The question of parenthood is precisely very interesting: to what extent does the arrival of children in the home continue to affect women’s careers?

Unfortunately, this inequality due to the arrival of children still persists. Women still have careers that are more difficult than those of men, with more breaks, gaps or stagnation in the same position. Today, one in two women slows down or even puts their career on hold when children are born, while this is the case for one in ten men. Mothers are therefore penalized in their professional careers, and not only to access the highest positions: even for a middle manager, pregnancy still generates a slower professional progression than that of a man.
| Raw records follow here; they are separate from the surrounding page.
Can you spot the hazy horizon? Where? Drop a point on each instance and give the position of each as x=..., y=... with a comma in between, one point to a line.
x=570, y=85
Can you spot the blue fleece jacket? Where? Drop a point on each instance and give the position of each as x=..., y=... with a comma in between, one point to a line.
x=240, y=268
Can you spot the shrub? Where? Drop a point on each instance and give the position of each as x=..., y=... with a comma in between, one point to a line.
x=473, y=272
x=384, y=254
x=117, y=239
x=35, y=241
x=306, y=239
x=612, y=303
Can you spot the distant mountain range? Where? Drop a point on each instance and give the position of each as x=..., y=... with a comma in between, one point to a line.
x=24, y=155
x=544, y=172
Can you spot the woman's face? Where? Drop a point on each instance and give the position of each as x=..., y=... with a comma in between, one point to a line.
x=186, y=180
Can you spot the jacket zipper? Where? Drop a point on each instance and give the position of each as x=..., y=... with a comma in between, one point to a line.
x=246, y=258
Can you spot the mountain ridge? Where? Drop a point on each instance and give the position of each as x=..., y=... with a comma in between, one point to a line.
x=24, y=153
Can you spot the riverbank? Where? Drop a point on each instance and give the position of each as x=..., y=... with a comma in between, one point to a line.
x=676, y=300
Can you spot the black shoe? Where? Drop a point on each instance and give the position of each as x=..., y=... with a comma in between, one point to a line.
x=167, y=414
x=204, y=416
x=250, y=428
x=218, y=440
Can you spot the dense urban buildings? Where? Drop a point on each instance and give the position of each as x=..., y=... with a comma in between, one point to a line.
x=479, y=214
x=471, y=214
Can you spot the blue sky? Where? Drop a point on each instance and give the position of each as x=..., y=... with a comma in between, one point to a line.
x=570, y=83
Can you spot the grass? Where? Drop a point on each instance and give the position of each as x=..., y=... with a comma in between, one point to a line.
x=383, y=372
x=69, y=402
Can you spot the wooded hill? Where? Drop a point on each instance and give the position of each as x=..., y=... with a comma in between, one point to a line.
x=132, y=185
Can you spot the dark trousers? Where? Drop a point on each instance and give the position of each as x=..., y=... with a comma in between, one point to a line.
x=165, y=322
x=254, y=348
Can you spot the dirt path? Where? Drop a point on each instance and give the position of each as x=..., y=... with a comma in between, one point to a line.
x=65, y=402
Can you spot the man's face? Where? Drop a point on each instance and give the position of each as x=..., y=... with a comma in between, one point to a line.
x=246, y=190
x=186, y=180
Even before the arrival of the child, several surveys show that a suspicion, sometimes unfounded and/or unconscious on the part of the employer, can slow down the progression of a woman’s career: since you will be potentially unavailable in the months or years to come, companies will favor the progression of male executives, in terms of salary compensation or professional promotions.

Faced with this observation, how can we best reduce inequalities in the professional sphere?

The laws on equality at work are already numerous: the problem is that they are not all effective, especially for the most precarious women. I think it is therefore necessary to combine the notions of social inequality and gender inequality. Then, a revaluation of the care and bonding professions, in which a majority of women work, is essential.

We must also tackle the bonus system, which also represents a real source of wage inequality between women and men. Finally, the tools used to calculate inequalities in companies must be adapted to the reality of the job market: the professional equality index put in place by the government is in my view ineffective and incomplete, as denounced by a very recent study by the Institute for Public Policy (IPP) on the subject. Some companies do not fall within the scope of the measurement, while others simply do not respect their obligation… We must go further.